Guantanamo Bay prisoner Ammar al-Baluchi says his guards are messing with him. Al-Baluchi, who was allegedly involved in the 9/11 attacks, has been attending pretrial hearings this week, during which his lawyer has claimed that guards gave him a copy of E.L. James's Fifty Shades of Grey on a break as a "practical joke" — or even some "sort of disinformation campaign."

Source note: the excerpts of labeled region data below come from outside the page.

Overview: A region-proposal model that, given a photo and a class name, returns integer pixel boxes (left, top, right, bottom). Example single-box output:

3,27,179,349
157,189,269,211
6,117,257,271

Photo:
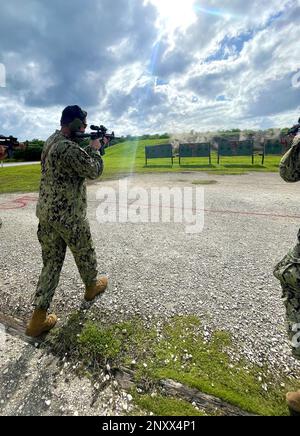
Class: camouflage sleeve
280,136,300,183
65,142,103,180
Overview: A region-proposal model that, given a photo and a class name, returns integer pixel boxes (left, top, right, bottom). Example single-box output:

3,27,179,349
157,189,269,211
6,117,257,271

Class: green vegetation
47,314,299,416
0,164,41,194
133,394,206,416
0,139,280,193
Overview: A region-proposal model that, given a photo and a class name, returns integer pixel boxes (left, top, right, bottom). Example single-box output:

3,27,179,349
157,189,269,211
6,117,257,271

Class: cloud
0,0,300,139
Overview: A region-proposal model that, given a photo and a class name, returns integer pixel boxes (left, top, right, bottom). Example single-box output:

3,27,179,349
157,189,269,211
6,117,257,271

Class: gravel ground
0,335,133,416
0,173,300,377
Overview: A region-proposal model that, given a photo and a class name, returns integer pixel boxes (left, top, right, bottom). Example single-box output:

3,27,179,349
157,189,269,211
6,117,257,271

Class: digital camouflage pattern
274,135,300,359
280,135,300,183
34,131,103,309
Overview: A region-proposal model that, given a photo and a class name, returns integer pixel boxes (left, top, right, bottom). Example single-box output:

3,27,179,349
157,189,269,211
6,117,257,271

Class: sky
0,0,300,140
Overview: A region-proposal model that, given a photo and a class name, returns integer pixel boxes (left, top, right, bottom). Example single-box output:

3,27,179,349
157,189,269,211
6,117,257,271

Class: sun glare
148,0,196,31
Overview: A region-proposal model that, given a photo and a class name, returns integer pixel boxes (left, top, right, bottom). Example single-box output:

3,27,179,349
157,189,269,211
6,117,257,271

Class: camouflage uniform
34,131,103,309
274,135,300,359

This report comes after Rep. Jim Mora told The Huffington Post in July that many Guantanamo detainees have been reading Fifty Shades. In general, the reading material of Gitmo prisoners has been of acute interest as of late. Earlier this month, John Grisham railed in The New York Times against the "injustice" of prisoners there being unable to read his books. That was followed by a controversy over Stephen King's It, which was finally allowed into the Gitmo library.
Will Manning get copies of "50 Shades of Grey" like his pals at Gitmo?
— Jacob Perry (@jacobperry) August 22, 2013
Al-Baluchi's lawyer, James Connell, claims al-Baluchi said "'No, thank you.' He does not want the book." Connell says he will not file a complaint, but that if this is the guards idea of a joke "it has gone too far."